For the actual dialogue see the playlist below. Scroll all the way down.
A brief background to how this dialogue came about is in order. Particularly because it is rooted in a funny and perhaps spiritually important story.
(R. Marc Gafni speaking:)
I was invited with a group of some twenty five other spiritual teachers to a private spirituality conference with the Dalai Lama. I thought I would come and say deep and spiritual things. After all is not that what spiritual teachers are supposed to do.
It seems like all groups have their own unique fears. Some people are afraid not to be rich. Others to lose their looks. Spiritual teachers are afraid of losing either their depth or their realization. So I am all ready to go the conference to share the searing beauty and depth of the Kabbalistic tradition.
Strangely enough however I ran into a deep lack of sympathy for the State of Israel at the gathering. Of course, me being Jewish with a skullcap on my head and a Tallit on my shoulders, having founded a settlement in Israel’s Judean Hills it was kind of hard to hide that I was Israeli. As a result I met with all sort of subtle and sometimes not so subtle resistance.
At one point in the conference dialogue when someone referred to the fact that I was Jewish, one well-intentioned teacher came to my rescue and said “Marc is not Jewish he is Joyoush”. Well this covert dynamic went on for a bit in all sorts of subtle forms, hidden to most, but painfully obvious to me.
At some point in the dialogue I made a particular point and the Dalai Lama turns to me and says “Marc very nice, very nice friend, Israelis Jewish people -Very hard”.
Now I could not quite believe he had said that. It sounded suspiciously like “Some of my best friends are Jewish” and pressed some very deep button in my psyche; probably connected to the kid who wore a skullcap in Columbus Ohio growing up and had people throw eggs at him from passing cars screaming KIKE!

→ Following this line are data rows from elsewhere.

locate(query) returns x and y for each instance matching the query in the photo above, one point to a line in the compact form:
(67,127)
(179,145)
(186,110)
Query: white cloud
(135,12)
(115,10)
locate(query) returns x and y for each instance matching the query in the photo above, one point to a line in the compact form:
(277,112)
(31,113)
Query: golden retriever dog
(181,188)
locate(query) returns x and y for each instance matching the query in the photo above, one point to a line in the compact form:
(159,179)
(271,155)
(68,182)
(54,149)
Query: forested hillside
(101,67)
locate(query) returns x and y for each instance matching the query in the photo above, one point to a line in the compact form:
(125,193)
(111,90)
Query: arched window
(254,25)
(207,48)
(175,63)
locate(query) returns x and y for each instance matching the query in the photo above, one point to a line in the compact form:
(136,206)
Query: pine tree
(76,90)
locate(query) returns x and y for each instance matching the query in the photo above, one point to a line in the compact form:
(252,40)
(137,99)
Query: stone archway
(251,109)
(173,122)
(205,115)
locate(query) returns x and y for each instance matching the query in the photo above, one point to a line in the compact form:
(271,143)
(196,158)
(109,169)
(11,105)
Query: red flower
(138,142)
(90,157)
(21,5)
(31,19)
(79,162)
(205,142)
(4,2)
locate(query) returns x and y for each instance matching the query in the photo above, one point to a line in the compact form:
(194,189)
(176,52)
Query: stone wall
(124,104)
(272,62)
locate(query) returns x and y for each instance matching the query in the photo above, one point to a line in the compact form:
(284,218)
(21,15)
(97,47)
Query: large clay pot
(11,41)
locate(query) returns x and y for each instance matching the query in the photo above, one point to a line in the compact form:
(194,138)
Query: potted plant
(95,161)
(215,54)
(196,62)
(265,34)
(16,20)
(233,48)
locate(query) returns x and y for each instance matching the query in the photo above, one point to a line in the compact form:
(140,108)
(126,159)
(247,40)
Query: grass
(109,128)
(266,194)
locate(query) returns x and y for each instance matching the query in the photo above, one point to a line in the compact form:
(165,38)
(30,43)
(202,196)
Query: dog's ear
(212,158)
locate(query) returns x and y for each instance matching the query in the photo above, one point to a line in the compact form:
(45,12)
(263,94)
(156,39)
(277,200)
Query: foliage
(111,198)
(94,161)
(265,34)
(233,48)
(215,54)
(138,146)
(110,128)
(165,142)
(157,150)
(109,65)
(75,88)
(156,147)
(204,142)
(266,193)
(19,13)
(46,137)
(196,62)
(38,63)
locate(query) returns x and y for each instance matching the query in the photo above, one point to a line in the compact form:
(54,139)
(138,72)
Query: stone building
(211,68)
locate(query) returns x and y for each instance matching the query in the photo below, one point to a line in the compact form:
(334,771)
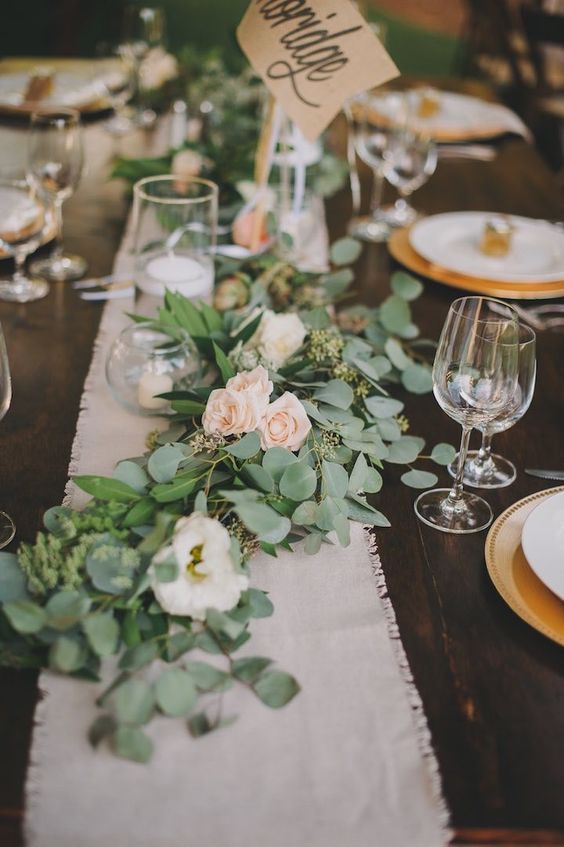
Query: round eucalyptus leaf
(164,462)
(175,692)
(395,314)
(406,286)
(419,479)
(443,454)
(417,379)
(133,701)
(276,460)
(345,251)
(298,482)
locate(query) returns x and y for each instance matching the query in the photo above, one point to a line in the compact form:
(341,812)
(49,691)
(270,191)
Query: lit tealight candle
(151,384)
(179,273)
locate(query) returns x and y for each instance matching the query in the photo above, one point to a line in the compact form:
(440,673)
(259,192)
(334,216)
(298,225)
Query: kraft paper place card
(313,55)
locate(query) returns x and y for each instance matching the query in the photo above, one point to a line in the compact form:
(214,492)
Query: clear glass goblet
(484,469)
(410,158)
(55,165)
(474,381)
(25,223)
(7,526)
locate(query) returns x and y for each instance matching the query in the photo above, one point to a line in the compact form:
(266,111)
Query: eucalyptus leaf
(417,379)
(299,481)
(247,447)
(443,454)
(345,251)
(133,702)
(406,286)
(175,692)
(395,313)
(276,688)
(12,579)
(133,475)
(164,462)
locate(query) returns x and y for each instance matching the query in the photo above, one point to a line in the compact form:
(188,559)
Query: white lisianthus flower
(278,337)
(157,68)
(207,578)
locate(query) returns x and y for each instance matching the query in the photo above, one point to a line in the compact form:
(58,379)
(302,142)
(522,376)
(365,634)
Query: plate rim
(493,571)
(543,502)
(513,279)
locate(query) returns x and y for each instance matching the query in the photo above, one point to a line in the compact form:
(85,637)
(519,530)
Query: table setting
(270,554)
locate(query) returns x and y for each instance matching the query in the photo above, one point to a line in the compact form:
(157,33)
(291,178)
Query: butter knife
(545,474)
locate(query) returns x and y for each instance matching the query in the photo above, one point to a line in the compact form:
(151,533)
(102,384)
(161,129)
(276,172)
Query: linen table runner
(348,763)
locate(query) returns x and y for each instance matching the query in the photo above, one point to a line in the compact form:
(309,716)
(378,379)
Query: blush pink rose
(255,382)
(285,424)
(231,412)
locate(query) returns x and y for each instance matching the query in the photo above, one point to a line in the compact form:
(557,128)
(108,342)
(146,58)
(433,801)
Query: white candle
(178,273)
(151,384)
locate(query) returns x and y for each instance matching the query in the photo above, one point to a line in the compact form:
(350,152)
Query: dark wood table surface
(492,687)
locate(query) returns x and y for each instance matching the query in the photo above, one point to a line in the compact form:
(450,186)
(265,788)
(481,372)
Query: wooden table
(492,687)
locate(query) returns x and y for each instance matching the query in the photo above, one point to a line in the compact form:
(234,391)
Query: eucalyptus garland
(280,444)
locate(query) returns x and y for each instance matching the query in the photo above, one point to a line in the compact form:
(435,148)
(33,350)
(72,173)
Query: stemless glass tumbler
(175,224)
(7,526)
(483,468)
(55,165)
(474,381)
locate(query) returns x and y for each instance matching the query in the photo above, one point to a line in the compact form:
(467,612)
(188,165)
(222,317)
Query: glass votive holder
(298,217)
(175,230)
(145,361)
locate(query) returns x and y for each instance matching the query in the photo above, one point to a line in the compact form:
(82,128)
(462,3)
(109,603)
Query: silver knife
(545,474)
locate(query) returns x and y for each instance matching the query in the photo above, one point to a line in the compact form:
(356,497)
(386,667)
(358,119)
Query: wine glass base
(60,268)
(23,290)
(498,473)
(472,513)
(7,529)
(369,229)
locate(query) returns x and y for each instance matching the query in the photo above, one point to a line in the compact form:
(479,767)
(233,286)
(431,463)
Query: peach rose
(255,382)
(285,424)
(231,412)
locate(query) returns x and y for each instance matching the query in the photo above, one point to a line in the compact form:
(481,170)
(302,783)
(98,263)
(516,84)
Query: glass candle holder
(145,361)
(175,225)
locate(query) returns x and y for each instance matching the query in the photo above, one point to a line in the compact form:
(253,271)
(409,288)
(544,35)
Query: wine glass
(144,29)
(55,165)
(410,158)
(484,469)
(474,381)
(25,220)
(370,142)
(7,527)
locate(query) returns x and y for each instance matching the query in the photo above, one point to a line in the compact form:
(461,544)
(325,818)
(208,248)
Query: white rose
(207,578)
(157,68)
(285,424)
(278,337)
(231,412)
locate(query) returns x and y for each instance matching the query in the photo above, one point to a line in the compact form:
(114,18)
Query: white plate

Anyways before I knew what happened I got up, crossed the very small room we were in; took off my skullcap – handed it to the Dalai Lama; and said “If you think it’s so easy you wear it”. Oh my god. OH MY GOD. There I was, hand outstretched… – I tried to pull my hand back – but there is was. The room went dead silent for what seemed like much longer then eternity. He looks at me, looks at the Yarmukule and understands deeply what has transpired. He breaks into a deep laugh, takes the Yarmukule and says “Buddhist Monk, No Hair, Wear Yarmukule… Very Hard No Hair” and sits down. He calls his assistant, whispers something in his ear and his assistant leaves the room only to return promptly with a sun visor. The Dalai Lama puts on my Yarmukule, held in place by the sun visor and wears it for the rest of the day’s teaching.
When the day is over he is ready to leave;
Now with all due respect I wanted my Yarmukule back.
He pauses for a second, looks at me, looks down at the Yarmukule, laughs with the most impish grin you can imagine, and walks out.
Somehow out of all this, a conversation ensued in which we talked about the many Israelis in his home in India – Dharamsala. He invited me to come to Dharamsala, dialogue with him on Kabbalah and Buddhism and visit the Israeli community there.
Which I did.
Strangely enough some of this interaction, although not all of it, was caught on Video and is available on the Video of the Synthesis dialogues listed in the Products section of this website.
When I came to dialogue with the Dalai Lama in Dharamsala about 18 months later, the first point he made with the most delightful and still impish smile, was that he still had my Yarmukule. Which, he deadpanned, had come in very handy a few times. One of the pictures in the short photo album of this trip has him holding his head and laughing about this all
Seeing that he liked Yarmukules and wanting to thank him for hosting me in his home, when I got to Dharamsala I searched for the woman who made the special Tibetan Garment which the Dalai Lama wore every year to give his forty day Darshan. After some persuasion, which consists of me dancing with her in her tiny shop, she agreed to make me a garment of this kind.
Wonderfully enough it had four corners and my good friend, Dr. Idit Kopatch, who accompanied her brother Gil on the trip, was kind enough to tie the Jewish ritual fringes to all four corners of the garment in the precise manner dictated by the Talmud.
He was truly and absolutely delighted by the present, which I gave him at the end of the dialogue. It was here that a measure of his greatness became apparent. He began to literally jump with delight wearing the Tallit, exclaiming “I am a Tibetan Jew, I am a Tibetan Jew”, and insisted – after donning my new Yarmukule, {which he kept again} on being photographed with everyone. His secretary wanted to move him on to the next item in his day but he was having too good of a time…
The point; A man who has suffered immensely, who feels profoundly the pain of his people and the world had not lost access the simple unmediated pleasure of every day joy surprise and delight. He laughed out of one side of his mouth and cried out of the other side.